Un dernier réflexe pour le cheval monté : quand une résistance apparaît soudainement au travail, la bouche mérite d'être examinée avant que l'on remette en cause le dressage ou le matériel d'équitation. Un mors doit rester un outil de communication, jamais une source de douleur sur une bouche fragilisée.
Foire aux questions sur les dents de cheval
Voici les six questions que les cavaliers et les propriétaires posent le plus souvent au sujet des dents de cheval, avec une réponse directe pour chacune.
Combien de dents un cheval a-t-il en moyenne ?
Un cheval adulte a entre 36 et 40 dents. Une jument en compte 36 : 12 incisives, 12 prémolaires et 12 molaires. Un mâle en compte 40, car il porte en plus 4 canines, appelées crochets. Certaines juments dites bréhaignes peuvent également développer des canines et se situer entre les deux. À cela s'ajoutent parfois une ou deux dents de loup, ces petites prémolaires vestigiales que tous les chevaux ne possèdent pas.
Comment savoir l'âge d'un cheval avec ses dents ?
On observe les incisives de la mâchoire inférieure, en regardant d'abord quelles dents définitives sont sorties, puis l'usure de leur table, puis l'angle de leur profil. Les pinces définitives sortent vers 2 ans et demi, les mitoyennes vers 3 ans et demi, les coins vers 4 ans et demi. Ensuite, on suit le rasement puis le nivellement de chaque paire. La lecture est fiable jusqu'à 12 ou 13 ans, et devient une estimation au-delà.
À quel âge un cheval perd-il ses dents de lait ?
Les dents de lait apparaissent dès la première semaine de vie et le poulain en possède 24. Elles sont progressivement remplacées entre 1 et 5 ans, dans l'ordre : les pinces vers 2 ans et demi, les mitoyennes vers 3 ans et demi, les coins vers 4 ans et demi. La denture définitive est considérée comme complète vers 6 ans. Un cheval adulte en bonne santé ne perd normalement plus de dents, sauf infection, traumatisme ou grand âge.
À quoi ressemble la dentition d'un cheval de 3 ou 4 ans ?
À 3 ans, le cheval a ses pinces définitives, bien reconnaissables car plus larges et plus jaunes que les dents de lait voisines, tandis que mitoyennes et coins sont encore de lait. Vers 3 ans et demi, les mitoyennes définitives sortent à leur tour. À 4 ans et demi, ce sont les coins. Un cheval de 4 ans présente donc une bouche mixte, en pleine transition, ce qui en fait la période la plus facile à dater et aussi la plus sensible en matière de coiffes persistantes.

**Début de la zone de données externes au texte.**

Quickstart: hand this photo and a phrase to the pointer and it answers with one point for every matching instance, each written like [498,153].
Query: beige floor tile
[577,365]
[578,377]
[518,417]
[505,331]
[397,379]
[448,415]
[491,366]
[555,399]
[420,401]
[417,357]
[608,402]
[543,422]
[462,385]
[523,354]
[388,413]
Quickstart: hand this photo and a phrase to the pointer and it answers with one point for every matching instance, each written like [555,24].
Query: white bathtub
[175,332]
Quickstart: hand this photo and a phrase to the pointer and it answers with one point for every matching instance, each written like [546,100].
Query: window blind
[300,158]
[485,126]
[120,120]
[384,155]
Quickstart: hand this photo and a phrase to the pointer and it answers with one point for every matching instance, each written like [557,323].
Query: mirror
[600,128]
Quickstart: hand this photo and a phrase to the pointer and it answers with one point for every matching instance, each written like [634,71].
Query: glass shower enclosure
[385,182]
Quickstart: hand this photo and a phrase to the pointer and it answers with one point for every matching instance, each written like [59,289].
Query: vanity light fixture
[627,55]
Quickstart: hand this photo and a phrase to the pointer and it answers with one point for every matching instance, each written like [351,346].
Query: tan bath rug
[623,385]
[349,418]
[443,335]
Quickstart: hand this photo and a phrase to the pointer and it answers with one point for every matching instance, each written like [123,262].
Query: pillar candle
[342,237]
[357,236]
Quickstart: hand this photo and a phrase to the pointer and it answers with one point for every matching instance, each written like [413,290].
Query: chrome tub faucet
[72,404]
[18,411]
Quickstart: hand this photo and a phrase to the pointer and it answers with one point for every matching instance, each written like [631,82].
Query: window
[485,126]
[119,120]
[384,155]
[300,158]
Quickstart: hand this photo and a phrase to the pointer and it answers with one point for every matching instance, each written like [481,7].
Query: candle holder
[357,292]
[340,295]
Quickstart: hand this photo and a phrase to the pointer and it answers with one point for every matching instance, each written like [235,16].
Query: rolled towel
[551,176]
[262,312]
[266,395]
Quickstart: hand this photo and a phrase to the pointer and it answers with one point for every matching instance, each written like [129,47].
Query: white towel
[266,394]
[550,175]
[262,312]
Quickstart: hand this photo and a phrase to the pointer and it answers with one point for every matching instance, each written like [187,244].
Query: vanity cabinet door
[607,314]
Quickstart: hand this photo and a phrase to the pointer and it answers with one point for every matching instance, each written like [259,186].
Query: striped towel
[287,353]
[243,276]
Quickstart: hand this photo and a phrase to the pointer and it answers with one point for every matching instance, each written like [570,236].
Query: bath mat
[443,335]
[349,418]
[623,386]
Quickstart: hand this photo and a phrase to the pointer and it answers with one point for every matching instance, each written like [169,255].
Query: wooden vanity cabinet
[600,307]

Qu'est-ce qu'une dent de loup et faut-il la retirer ?
La dent de loup est une première prémolaire vestigiale, très petite, située à la mâchoire supérieure juste devant la première vraie prémolaire. Son équivalent inférieur, plus rare, s'appelle dent de cochon. Elle n'a aucun rôle dans la mastication. Comme elle se trouve dans la zone de passage du mors, elle est traditionnellement retirée avant le débourrage pour éviter tout point douloureux. La décision revient au vétérinaire ou au dentiste équin, selon sa position et sa taille.
Combien coûte un soin dentaire pour un cheval ?
La question du prix revient souvent, et elle porte bien sur l'acte, pas sur la dent en tant qu'objet. Le tarif d'un examen de bouche avec râpage varie selon la région, le praticien, le recours ou non à la sédation et le nombre de chevaux vus dans la même écurie. Demandez un devis à un praticien de votre secteur, et pensez à regrouper l'intervention avec d'autres chevaux de l'écurie, ce qui réduit presque toujours le coût du déplacement. Rapporté au prix d'une perte d'état ou d'une extraction, un contrôle annuel reste l'un des postes les mieux investis du budget d'un cheval.
Les dents de votre cheval travaillent en silence, plusieurs heures par jour, tout au long de sa vie. Elles ne demandent qu'une chose : un regard attentif dans la mangeoire, et un rendez-vous par an.